Dalam eksepsi tersebut, Hasto meminta majelis hakim untuk menolak surat dakwaan yang diajukan oleh KPK. “Saya memohon kepada majelis hakim yang mulia untuk menolak surat dakwaan yang diajukan oleh KPK karena proses P-21 yang dipaksakan dan melanggar hak saya sebagai terdakwa,” ujarnya.
Hasto pun menjelaskan soal dampak dari proses P-21 yang tak adil terhadap konstruksi surat dakwaan.
“Proses P-21 yang dipaksakan ini menyebabkan surat dakwaan banyak mengandung hal-hal yang merugikan saya. Fakta-fakta hukum versi KPK berbeda dengan fakta-fakta persidangan sebelumnya yang sudah inkracht,” katanya.
Lebih lanjut, kata Hasto, proses P-21 yang dipaksakan ini membuat gugurnya gugatan praperadilan yang diajukan oleh penasihat hukumnya.

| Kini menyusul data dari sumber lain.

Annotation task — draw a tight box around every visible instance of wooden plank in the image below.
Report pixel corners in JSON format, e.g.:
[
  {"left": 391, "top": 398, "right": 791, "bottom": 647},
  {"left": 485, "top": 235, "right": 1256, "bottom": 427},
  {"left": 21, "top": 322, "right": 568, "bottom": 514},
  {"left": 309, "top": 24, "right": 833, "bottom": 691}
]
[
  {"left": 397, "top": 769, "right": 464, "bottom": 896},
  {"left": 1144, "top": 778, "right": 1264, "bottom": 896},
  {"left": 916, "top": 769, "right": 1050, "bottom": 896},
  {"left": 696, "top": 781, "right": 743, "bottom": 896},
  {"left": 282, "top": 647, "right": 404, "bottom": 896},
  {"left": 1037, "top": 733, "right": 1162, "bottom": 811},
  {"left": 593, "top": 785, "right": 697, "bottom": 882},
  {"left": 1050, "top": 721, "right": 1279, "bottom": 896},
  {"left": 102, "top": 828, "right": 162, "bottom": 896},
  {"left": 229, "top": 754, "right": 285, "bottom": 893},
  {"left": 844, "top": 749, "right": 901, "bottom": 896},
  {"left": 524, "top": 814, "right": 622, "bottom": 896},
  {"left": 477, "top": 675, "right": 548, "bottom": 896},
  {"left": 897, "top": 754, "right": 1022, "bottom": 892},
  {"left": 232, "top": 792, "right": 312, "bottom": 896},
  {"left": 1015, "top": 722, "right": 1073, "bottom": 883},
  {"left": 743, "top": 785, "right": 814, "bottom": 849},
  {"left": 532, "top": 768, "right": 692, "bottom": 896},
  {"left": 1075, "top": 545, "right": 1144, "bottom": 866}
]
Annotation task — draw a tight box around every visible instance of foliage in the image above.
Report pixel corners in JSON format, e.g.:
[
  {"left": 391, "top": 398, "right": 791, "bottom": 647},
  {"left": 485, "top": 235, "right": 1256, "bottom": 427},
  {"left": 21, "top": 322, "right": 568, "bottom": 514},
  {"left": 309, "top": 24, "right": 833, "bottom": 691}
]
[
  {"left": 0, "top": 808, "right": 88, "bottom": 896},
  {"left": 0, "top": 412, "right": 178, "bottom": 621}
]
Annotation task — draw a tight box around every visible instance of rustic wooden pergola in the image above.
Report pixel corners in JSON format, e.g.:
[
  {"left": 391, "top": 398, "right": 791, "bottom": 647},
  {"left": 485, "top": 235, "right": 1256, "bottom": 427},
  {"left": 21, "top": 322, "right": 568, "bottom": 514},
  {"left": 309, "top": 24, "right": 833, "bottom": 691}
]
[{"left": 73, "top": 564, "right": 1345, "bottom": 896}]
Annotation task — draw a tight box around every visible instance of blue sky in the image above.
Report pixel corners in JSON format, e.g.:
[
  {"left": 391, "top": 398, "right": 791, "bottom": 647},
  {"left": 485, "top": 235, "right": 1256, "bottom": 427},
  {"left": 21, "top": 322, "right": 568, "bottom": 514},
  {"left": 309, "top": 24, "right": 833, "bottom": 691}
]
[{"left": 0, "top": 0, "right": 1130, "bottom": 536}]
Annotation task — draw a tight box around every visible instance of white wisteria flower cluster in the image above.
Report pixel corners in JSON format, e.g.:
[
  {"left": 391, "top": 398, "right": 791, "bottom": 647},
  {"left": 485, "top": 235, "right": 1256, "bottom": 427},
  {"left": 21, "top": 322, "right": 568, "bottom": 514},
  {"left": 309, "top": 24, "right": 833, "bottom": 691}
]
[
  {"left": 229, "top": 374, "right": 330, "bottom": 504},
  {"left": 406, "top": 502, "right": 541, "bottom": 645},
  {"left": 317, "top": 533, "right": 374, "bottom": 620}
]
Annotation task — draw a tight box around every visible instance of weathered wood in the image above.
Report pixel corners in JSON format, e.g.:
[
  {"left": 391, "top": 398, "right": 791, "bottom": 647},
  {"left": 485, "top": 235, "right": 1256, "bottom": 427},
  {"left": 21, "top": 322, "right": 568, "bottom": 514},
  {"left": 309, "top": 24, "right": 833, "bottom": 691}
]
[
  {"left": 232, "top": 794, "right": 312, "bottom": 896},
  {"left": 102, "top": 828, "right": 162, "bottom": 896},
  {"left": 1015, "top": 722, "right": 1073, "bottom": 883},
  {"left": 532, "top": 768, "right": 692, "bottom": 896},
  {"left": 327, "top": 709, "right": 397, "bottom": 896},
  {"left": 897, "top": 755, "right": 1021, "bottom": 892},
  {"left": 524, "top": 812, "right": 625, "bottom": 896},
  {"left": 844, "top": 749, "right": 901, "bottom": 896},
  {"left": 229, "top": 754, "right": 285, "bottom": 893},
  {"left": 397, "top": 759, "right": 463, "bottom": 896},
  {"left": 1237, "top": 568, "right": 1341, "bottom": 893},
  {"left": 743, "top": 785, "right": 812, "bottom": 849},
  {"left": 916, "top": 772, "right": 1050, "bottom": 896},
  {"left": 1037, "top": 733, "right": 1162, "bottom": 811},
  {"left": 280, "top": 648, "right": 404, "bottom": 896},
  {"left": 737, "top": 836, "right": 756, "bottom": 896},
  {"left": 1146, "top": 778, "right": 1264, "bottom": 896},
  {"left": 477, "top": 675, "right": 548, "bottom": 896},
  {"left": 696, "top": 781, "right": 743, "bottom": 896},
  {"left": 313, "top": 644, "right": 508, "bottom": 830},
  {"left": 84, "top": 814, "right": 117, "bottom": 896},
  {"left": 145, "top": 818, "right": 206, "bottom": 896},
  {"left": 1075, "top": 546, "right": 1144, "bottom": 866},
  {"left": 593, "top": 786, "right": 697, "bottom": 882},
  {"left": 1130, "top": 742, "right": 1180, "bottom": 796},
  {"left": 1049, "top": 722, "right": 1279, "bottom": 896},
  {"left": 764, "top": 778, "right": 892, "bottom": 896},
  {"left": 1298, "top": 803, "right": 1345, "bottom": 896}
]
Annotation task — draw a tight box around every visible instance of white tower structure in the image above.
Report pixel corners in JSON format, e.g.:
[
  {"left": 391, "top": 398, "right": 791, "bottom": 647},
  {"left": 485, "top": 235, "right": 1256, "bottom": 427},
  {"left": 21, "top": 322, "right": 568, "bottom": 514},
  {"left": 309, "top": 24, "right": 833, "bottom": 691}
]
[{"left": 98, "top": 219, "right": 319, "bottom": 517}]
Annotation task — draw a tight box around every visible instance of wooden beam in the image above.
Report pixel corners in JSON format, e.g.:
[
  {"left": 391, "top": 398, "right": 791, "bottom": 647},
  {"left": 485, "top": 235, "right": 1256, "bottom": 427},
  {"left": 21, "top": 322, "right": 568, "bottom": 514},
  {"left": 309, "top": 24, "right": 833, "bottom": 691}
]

“Proses P-21 yang dipercepat ini menyebabkan gugatan praperadilan kami gugur. KPK tidak menghormati lembaga peradilan dan hak-hak saya sebagai terdakwa,” kata Hasto.
Hasto juga meminta kepada majelis hakim untuk menolak surat dakwaan yang diajukan oleh Komisi Antirasuah. “Saya memohon kepada majelis hakim yang mulia untuk menolak surat dakwaan yang diajukan oleh KPK karena proses P-21 yang dipaksakan dan melanggar hak saya sebagai terdakwa,” ujarnya.
Dalam perkara ini, Hasto didakwa melanggar Pasal 5 ayat 1 huruf a atau Pasal 13 Undang-undang Pemberantasan Tindak Pidana Korupsi (UU Tipikor) jo Pasal 55 ayat 1 ke-1 KUHP jo Pasal 64 ayat 1 KUHP.
Kemudian, Pasal 21 UU Tipikor jo Pasal 65 ayat 1 KUHP yang mengatur ancaman pidana penjara paling singkat 3 tahun dan paling lama 12 tahun dan atau denda paling sedikit Rp150 juta dan paling banyak Rp600 juta.